Una carriera come quella di tanti poliziotti quindi, quella di un uomo dello Stato serio e coscienzioso anche se fino a quel momento non è mai stato considerato un segugio.
Almeno sino a quel 18 novembre 1976 quando il dottor Giuseppe Peri pone la sua firma ad un rapporto diretto all’autorità giudiziaria. Ne seguiranno altri, sino a quello clamoroso del 22 agosto 1977.
Nel rapporto Peri, oltre ai sequestri, parla di sette omicidi tra i quali quelli del giudice Occorsio e del procuratore generale di Palermo Scaglione, assassinato insieme al suo autista il 5 maggio 1971 e segnala l’analogia con un terribile incidente avvenuto esattamente un anno dopo.

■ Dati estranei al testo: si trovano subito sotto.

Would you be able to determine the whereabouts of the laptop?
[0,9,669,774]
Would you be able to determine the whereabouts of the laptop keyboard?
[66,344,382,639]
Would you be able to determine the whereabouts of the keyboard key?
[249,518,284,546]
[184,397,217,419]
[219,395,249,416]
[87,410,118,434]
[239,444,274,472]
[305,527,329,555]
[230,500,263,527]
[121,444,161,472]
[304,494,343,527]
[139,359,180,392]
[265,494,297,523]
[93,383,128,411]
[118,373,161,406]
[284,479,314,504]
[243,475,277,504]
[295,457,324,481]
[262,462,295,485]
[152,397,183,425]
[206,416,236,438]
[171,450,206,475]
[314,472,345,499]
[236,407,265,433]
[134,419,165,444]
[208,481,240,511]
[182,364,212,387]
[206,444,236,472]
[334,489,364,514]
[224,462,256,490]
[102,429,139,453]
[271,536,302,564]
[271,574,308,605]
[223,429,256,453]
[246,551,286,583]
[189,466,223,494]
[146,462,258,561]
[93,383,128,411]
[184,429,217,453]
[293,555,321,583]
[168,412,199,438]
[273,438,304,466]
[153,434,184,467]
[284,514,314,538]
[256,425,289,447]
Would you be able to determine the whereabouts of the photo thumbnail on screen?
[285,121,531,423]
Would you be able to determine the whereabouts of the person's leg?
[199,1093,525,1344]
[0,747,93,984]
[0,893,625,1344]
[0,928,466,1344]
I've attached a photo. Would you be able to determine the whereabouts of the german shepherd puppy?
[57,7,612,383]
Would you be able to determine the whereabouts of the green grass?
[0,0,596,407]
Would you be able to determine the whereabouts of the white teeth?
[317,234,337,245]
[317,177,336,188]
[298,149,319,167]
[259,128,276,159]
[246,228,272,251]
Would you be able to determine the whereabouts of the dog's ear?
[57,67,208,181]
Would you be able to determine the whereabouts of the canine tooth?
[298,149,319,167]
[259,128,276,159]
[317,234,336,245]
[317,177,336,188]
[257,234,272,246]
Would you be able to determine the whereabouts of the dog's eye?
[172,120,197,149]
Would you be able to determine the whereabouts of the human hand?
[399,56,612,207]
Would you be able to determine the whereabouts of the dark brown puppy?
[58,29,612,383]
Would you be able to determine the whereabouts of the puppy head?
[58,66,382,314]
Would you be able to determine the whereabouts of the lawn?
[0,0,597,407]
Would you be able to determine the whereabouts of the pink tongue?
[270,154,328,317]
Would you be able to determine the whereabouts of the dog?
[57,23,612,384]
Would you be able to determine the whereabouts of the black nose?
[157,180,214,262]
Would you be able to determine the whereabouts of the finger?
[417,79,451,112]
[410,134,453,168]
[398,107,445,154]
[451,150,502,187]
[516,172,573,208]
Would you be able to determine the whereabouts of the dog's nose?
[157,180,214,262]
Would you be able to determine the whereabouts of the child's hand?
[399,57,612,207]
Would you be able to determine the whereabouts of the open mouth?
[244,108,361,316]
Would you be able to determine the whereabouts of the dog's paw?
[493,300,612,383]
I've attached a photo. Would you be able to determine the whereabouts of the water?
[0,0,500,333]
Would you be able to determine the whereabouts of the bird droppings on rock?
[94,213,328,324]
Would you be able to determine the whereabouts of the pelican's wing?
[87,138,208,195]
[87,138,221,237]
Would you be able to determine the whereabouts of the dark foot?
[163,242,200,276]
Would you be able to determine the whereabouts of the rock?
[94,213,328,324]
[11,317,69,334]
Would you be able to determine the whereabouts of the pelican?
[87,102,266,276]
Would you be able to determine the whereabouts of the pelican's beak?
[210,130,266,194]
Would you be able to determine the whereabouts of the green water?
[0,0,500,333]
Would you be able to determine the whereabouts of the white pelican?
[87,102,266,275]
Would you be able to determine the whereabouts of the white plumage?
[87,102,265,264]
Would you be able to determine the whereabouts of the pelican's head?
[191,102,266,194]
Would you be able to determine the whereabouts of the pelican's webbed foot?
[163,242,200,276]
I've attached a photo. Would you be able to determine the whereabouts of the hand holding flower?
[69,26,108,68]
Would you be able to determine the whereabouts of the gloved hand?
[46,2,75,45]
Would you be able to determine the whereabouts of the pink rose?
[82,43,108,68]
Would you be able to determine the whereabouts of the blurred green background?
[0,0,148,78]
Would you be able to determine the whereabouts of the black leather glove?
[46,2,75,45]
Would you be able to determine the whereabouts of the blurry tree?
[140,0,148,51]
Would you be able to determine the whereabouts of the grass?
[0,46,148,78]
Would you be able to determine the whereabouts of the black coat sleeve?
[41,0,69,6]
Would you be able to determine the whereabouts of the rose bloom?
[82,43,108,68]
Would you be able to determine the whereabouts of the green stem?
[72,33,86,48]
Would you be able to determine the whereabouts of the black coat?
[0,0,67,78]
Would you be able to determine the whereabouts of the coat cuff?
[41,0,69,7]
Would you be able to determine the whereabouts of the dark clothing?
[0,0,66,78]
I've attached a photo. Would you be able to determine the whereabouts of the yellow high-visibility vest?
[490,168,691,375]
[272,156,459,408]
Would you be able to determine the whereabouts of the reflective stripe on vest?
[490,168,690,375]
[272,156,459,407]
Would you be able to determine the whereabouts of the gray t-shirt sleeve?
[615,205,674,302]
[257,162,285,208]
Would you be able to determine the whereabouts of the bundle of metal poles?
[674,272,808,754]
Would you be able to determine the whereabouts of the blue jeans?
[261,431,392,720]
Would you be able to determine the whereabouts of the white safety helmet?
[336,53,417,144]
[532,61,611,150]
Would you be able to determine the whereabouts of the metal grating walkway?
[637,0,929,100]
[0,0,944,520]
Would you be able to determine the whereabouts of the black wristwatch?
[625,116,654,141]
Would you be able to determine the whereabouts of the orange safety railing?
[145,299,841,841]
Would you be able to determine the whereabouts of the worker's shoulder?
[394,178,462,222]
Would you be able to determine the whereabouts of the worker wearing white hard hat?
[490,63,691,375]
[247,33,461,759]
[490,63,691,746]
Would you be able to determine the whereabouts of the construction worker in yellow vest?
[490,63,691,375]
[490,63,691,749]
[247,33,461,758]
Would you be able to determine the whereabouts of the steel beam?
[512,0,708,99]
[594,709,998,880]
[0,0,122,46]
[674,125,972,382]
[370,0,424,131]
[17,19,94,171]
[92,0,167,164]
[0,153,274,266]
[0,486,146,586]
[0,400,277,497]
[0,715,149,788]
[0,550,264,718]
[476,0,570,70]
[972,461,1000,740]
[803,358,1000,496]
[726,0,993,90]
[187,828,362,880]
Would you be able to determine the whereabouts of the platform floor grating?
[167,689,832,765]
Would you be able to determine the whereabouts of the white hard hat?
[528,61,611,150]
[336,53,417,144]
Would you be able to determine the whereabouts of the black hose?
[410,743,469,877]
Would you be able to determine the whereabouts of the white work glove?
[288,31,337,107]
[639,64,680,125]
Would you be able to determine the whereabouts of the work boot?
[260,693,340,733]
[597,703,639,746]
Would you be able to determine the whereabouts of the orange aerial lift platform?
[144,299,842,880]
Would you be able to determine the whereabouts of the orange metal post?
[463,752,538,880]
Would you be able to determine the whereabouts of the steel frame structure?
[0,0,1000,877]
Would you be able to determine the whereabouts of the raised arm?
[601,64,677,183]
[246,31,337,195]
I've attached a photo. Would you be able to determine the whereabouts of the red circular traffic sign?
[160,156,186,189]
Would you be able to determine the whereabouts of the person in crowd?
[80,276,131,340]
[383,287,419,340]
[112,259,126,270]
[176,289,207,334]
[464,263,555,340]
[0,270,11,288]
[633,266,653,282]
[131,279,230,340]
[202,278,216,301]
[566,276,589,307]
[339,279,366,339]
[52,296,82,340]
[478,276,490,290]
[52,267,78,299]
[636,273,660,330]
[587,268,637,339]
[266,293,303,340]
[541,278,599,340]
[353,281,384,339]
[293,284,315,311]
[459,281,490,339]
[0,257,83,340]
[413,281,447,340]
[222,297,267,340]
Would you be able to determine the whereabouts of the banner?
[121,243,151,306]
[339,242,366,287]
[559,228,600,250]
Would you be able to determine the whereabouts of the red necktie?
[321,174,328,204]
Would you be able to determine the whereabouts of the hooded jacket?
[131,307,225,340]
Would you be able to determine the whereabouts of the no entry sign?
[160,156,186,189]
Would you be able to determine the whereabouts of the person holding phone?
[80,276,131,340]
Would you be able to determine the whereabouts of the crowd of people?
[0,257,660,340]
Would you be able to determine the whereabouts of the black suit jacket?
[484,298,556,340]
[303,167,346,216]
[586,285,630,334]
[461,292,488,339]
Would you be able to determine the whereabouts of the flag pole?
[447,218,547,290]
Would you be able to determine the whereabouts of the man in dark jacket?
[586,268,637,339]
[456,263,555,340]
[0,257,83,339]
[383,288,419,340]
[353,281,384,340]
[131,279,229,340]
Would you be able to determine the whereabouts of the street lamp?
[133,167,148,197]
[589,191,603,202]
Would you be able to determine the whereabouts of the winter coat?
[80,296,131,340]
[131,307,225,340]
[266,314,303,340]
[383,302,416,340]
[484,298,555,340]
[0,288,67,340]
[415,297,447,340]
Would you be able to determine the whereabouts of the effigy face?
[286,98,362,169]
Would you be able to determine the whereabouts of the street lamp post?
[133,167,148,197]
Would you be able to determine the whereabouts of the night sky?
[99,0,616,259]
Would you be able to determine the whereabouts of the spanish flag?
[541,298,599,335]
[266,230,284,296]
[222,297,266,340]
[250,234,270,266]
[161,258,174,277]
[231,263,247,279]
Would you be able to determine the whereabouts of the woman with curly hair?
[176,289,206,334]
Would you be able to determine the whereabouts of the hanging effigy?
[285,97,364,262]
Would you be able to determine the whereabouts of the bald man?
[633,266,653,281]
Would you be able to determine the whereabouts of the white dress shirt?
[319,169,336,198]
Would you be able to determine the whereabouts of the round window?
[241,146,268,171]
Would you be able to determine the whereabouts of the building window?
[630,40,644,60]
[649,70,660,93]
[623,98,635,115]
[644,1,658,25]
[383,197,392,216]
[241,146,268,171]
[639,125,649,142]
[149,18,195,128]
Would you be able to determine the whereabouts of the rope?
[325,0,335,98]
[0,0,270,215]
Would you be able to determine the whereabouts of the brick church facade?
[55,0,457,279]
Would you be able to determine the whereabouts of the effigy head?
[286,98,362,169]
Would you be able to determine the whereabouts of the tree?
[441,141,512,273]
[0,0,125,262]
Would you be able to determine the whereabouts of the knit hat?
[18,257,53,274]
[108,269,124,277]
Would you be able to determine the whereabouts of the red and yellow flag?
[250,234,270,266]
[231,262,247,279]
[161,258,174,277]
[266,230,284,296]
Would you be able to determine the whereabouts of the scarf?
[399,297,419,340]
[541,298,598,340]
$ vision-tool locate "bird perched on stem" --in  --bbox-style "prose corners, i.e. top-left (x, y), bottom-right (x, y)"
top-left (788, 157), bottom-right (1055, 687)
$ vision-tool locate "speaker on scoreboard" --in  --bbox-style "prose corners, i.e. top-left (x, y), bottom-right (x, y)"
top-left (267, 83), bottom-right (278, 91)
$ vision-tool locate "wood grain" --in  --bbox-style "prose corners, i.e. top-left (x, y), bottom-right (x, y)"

Il 5 maggio 1972, l’ultimo giorno di campagna elettorale, un DC8 dell’Alitalia partito da Fiumicino si schianta contro una montagna mentre è in fase di atterraggio all’aeroporto palermitano di Punta Raisi. E’ il peggior incidente aereo della storia dell’aviazione civile italiana. 115 morti tra passeggeri e membri dell’equipaggio ma è un incidente con molti lati oscuri. La commissione d’inchiesta ha chiuso le indagini in appena un paio di settimane dando la responsabilità ai due piloti, due uomini esperti con migliaia di ore di volo al proprio attivo, parlando di errore umano e, peggio ancora, infamandoli dicendo che il pilota Bartoli fosse ai comandi sotto l’influsso di alcool o droga (circostanza smentita dall’autopsia).
Non è stato tenuto conto di ciò di cui parlano i numerosi testimoni, tra i quali due agenti di una pattuglia della stradale che viaggia sull’autostrada, i quali raccontano che il DC8 è in fiamme già prima dello schianto.